Ce dialogue, estime Hagen, pourrait conduire à des approches différentes pour traiter avec les acteurs adverses. Il a suggéré que traduire des individus en justice, plutôt que de recourir à la violence, pourrait être une stratégie plus efficace. Les tuer, a-t-il soutenu, ne fait que produire plus de radicalisme, perpétuant un cycle de violence sans fin.
Il considère que cela est dans l'intérêt même de l'Occident. Le cinéaste recherche un débat plus sain autour de ces questions. - Le documentaire 'The Roots of Madness' lie les interventions occidentales aux crises mondiales de réfugiés. - Le cinéaste Edgar Hagen et le journaliste Ulrich Tilgner explorent des zones de conflit comme l'Afghanistan, l'Irak et la Syrie. - Hagen soutient que comprendre les origines du déplacement est essentiel pour combattre la xénophobie en Occident. - Le film est présenté en première le 19 avril au festival Visions du Réel à Nyon, en Suisse. Les spectateurs assistant au festival Visions du Réel auront la première occasion de s'engager avec la perspective stimulante de Hagen.
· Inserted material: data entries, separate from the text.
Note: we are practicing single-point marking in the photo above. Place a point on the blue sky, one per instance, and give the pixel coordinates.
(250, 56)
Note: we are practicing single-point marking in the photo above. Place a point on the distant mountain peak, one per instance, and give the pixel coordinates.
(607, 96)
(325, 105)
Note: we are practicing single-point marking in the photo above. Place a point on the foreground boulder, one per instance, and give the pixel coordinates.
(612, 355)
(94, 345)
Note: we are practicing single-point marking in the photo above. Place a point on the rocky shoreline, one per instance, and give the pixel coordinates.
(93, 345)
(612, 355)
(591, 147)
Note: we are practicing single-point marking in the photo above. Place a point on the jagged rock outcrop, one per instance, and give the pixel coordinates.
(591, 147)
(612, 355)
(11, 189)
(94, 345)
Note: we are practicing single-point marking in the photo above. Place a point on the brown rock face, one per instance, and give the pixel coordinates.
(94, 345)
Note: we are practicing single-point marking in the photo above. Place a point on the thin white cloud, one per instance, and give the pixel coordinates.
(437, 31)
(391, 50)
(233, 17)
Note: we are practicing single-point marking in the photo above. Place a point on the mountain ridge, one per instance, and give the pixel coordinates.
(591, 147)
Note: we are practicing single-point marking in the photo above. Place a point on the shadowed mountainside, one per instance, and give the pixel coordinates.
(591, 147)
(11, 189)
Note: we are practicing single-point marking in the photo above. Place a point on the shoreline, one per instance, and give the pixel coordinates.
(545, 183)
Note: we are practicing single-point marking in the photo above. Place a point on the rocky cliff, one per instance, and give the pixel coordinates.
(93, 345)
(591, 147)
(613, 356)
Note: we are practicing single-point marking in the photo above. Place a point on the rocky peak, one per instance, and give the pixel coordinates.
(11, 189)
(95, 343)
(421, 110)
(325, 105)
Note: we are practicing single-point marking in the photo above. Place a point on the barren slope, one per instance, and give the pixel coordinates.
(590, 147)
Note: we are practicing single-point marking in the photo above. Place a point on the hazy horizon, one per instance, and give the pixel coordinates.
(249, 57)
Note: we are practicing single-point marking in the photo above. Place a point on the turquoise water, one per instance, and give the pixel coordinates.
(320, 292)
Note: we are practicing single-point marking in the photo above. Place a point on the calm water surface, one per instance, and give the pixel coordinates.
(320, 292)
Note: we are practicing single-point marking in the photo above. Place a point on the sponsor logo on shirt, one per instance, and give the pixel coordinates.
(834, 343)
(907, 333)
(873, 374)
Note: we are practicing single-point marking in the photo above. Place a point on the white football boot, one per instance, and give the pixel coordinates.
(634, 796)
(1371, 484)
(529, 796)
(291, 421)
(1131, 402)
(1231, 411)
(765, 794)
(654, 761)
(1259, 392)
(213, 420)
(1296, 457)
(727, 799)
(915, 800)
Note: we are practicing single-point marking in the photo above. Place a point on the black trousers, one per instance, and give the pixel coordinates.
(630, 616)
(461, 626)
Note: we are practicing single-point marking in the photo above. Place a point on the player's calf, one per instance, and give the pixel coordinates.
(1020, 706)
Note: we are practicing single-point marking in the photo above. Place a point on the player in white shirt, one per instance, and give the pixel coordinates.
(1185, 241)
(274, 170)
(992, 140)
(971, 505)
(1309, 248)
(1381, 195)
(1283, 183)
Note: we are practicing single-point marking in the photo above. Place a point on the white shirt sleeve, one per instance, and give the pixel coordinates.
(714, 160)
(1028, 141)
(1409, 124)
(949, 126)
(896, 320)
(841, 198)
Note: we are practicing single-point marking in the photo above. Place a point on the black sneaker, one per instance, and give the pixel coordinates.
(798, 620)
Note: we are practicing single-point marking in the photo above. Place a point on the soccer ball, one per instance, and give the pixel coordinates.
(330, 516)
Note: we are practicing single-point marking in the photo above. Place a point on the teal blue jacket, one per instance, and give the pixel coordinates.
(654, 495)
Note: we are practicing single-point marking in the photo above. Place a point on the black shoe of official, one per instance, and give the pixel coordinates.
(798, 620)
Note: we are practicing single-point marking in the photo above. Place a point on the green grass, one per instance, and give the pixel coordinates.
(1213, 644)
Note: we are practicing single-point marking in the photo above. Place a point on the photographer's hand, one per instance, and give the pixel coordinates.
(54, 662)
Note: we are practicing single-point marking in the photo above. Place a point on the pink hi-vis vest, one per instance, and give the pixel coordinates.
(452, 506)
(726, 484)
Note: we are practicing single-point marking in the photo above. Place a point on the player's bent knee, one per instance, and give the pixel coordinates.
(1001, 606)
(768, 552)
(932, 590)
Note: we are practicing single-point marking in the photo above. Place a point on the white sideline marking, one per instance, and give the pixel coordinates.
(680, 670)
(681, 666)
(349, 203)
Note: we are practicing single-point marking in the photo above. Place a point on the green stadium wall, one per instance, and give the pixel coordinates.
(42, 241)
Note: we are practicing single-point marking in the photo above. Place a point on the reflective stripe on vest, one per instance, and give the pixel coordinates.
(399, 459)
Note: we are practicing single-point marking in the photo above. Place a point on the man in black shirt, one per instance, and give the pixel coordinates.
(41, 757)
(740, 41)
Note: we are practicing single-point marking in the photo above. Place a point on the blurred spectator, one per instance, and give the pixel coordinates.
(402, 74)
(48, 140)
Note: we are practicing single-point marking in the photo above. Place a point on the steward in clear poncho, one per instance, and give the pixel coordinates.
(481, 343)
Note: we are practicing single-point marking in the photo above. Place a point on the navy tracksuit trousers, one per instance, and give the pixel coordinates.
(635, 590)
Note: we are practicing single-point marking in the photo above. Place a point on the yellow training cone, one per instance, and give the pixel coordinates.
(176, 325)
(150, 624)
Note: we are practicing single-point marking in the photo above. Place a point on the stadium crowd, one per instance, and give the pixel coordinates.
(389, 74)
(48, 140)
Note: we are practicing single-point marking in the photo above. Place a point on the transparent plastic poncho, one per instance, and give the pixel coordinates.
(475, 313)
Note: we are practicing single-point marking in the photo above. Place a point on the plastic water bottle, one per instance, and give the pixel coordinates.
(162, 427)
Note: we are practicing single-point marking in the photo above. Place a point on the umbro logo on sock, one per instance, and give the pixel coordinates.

Le lancement du film pourrait susciter de nouvelles discussions parmi les décideurs politiques et le public sur les responsabilités historiques liées aux schémas migratoires actuels. Les observateurs suivront pour voir si l'appel de Hagen au dialogue trouve un écho au-delà du circuit des festivals, influençant potentiellement la manière dont les nations européennes formuleront leur politique étrangère et leurs stratégies d'immigration dans les mois à venir.
Points clés à retenir
— - Le documentaire 'The Roots of Madness' lie les interventions occidentales aux crises mondiales de réfugiés.
— - Le cinéaste Edgar Hagen et le journaliste Ulrich Tilgner explorent des zones de conflit comme l'Afghanistan, l'Irak et la Syrie.
— - Hagen soutient que comprendre les origines du déplacement est essentiel pour combattre la xénophobie en Occident.
— - Le film est présenté en première le 19 avril au festival Visions du Réel à Nyon, en Suisse.